Volunteer dentist Dr. Sasha Tomash, clinic coordinator Arsema Okbat and volunteer dental assistant Moni Puno with an unidentified patient.

Volunteer dentist Dr. Sasha Tomash, clinic co-ordinator Arsema Okbat and volunteer dental assistant Moni Puno with an unidentified patient.

Kimberly Spice —

The free dental clinic at Evangel Hall Mission can tell you many tragic stories about people who have no funds for dental care.

One of many stories stands out for Joseph Taylor, executive director, about a young man whose father lost his job leaving him with braces for three years.

“There was a young fella in his late teens that showed up to the clinic and his father had given him braces,” Taylor told The Bulletin. “I think three years prior to that his father lost his job and the dentist wouldn’t take the braces off until he was paid. So he wore his braces for three years and by the time he got to us he just had seven teeth. That’s just an awful situation and there is no need for that.”

Volunteer dentists, hygienists and other various members of the team at Evangel Hall Mission, at 552 Adelaide St., W., provides low-income individuals and families with free dental care with no government funding.

Keeping up with the number of people in need is an ongoing challenge, which costs the clinic approximately $100,000 per year to operate.

The free services provided through the clinic include cleanings, fillings, extractions, root canals and occasionally bridges, plus a denturist comes in once a week to make dentures, which averages out to a couple of dentures per week.
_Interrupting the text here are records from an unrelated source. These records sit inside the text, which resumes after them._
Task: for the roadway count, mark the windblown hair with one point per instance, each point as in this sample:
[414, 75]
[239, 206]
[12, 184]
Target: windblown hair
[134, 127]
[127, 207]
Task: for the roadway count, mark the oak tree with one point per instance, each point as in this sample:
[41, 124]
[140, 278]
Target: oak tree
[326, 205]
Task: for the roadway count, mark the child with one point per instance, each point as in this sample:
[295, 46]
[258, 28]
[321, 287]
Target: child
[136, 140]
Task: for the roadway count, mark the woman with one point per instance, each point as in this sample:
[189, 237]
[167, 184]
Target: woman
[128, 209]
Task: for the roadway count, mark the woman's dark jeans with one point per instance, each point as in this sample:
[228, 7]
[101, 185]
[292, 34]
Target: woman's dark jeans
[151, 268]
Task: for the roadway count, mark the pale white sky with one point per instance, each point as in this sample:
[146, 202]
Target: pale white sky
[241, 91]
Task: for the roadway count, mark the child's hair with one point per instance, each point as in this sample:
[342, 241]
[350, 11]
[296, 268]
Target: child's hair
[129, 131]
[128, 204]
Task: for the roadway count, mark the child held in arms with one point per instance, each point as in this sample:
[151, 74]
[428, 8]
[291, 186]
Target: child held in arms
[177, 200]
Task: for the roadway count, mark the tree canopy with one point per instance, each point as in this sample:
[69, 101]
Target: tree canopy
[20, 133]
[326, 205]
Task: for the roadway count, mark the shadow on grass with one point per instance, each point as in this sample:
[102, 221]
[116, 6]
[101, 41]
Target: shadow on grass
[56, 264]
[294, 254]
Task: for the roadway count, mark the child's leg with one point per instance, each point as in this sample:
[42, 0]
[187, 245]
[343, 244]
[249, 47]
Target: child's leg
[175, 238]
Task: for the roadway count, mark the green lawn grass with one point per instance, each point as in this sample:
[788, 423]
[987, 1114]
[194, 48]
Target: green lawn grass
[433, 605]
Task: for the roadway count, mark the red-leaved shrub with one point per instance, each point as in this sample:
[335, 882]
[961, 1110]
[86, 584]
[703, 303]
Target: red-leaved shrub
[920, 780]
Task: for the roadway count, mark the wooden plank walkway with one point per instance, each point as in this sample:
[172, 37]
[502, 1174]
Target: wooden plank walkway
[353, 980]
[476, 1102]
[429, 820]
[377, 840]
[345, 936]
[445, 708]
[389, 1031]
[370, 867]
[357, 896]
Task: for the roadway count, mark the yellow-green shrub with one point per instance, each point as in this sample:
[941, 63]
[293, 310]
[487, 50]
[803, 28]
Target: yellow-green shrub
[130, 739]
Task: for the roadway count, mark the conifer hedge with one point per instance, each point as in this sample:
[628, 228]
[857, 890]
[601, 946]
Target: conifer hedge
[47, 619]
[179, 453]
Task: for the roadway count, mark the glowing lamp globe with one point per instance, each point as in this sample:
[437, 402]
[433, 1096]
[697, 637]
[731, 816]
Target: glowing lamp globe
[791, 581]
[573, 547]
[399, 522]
Currently the government funds extractions of decomposing or compromised teeth but Taylor points out that this is not the answer.

“If you are on social assistance or OW, which is welfare, technically you’re entitled to get your teeth pulled but if you want to have a tooth repaired, such as a filling, you don’t want to have it pulled,” commented Taylor. “That’s why we have people come to our drop-in and they would have teeth missing all over their mouths. After a while they can’t eat properly and their nutrition becomes terrible and it’s just a downward spiral.”

Taylor points out that a number of chronic illnesses can result from improper dental care. It has been connected with heart disease and arthritis and if a tooth infection is bad enough, the infection can spread into the bloodstream resulting in death.

The dental clinic is now only open 3-4 days a week but ideally Taylor states the mission could be open seven days a week and be a very busy clinic but that cannot happen without more funding, which does not seem to be coming very soon.

“We’ve been in touch with the city and we’ve had provincial representatives come down to see our clinic and they say nice things about it but we’ve never received any money and there is really no money available for any type of clinic like this,” Taylor reflected. “There are some free dental health clinics across the province but there aren’t a lot because it does take a lot of people to come together and make this happen so it’s not easy. But the ones that are there, there should be some type of funding to help them, even if they pay for the supplies.”

The clinic is always looking for dentists and other dental care individuals to volunteer their time.